Amazon Aurora - A Deep Dive - Part 1

Jul 10, 2024

a group of cubes hanging from a ceiling — Photo by Shubham Dhage on Unsplash

Amazon Aurora is a powerful relational database service offered as part of Amazon Web Services (AWS). Aurora optimizes MySQL and PostgreSQL databases and existing applications which uses MySQL and PostgreSQL can migrate to Aurora without any changes in their code.

Amazon aurora offers multiple guarantees.

Performance: Offers 5x performance improvement over MySQL and 3x the performance of Postgres.
Storage: Automatically scales database storage capacity, reaching up to 128 TB (128,000 GB).
Read Replicas: Supports up to 15 read replicas with sub-10ms replica lag.
Failover: Ensures nearly instantaneous failover. Aurora automatically detects a primary instance failure and promotes a read replica to primary within 30 seconds.
Self-Healing: Continuously scans and repairs data blocks and disks for errors.

and much more.

In this article we will explore how Amazon Aurora’s innovative architecture effectively addresses the limitations of relational databases in distributed environments and provides the above guarantees.

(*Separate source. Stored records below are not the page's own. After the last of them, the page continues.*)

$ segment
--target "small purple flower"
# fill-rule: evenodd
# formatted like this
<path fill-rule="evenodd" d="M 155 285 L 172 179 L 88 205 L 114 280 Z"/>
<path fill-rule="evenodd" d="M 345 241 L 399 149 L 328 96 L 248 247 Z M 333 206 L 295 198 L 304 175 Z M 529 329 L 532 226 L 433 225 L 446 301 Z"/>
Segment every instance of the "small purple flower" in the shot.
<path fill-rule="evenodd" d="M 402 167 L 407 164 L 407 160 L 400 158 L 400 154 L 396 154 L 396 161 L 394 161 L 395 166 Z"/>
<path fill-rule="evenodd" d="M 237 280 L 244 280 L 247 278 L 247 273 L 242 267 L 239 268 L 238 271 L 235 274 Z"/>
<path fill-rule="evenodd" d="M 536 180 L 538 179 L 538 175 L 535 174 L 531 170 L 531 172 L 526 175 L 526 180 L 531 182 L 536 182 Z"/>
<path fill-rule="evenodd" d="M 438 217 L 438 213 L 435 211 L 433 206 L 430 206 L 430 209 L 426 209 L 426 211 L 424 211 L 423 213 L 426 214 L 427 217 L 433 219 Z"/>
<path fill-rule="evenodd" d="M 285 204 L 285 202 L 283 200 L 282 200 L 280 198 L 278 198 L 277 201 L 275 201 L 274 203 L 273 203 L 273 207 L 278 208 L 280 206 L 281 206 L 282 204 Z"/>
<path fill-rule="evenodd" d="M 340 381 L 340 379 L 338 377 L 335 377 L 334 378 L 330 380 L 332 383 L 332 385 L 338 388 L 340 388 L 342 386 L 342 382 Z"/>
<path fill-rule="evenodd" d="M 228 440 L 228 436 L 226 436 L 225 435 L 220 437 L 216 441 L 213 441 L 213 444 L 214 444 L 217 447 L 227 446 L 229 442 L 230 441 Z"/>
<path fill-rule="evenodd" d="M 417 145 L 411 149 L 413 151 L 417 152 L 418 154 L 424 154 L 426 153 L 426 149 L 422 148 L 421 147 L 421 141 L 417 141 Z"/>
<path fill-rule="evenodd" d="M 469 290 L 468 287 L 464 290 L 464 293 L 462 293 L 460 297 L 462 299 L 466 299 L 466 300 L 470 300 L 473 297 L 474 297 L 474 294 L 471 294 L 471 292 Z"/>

Previously, we discussed the internals of relational databases, focusing on how data is layered on a single disk and how primary and secondary indexes are stored and linked to the actual data records. You can refer to that discussion in the article below.

Relational Databases - A Deep Dive

Ramkumar Ramasamy

May 28, 2024

Read full story

We will explore in detail how Amazon aurora enhances the below aspects:

Improvements in Quorum
Segregate Workloads
Segmented Storage
Storage Internals
Replication Mechanism
Handling of Writes, Reads, Commits, and Replicas

In the first part of the article, we will focus on the first three points listed above. We will begin with an introduction to replication, scaling and how traditional relational databases handles replication.

Replication:

In most of our applications, we use a database to persistently store data. All the data received by the application is saved in the database and can be fetched later whenever needed.

However, what happens if the server hosting our database shuts down or the disk containing the data becomes corrupted? We could lose all our data and our whole application is useless without the data. This scenario is also known as single point of failure.

To avoid this, applications store the backups of the data on a server in a different location. If the main database fails, the application can switch to the backup server. This process is called replication.

Scaling:

As our application grows in popularity and handles increasing amounts of data, the database may struggle to manage the high volume of read and write requests.

We can address this by two ways:

Vertical Scaling: Adding more CPU, RAM, and storage to the existing server.
Horizontal Scaling: Adding more servers to distribute the load.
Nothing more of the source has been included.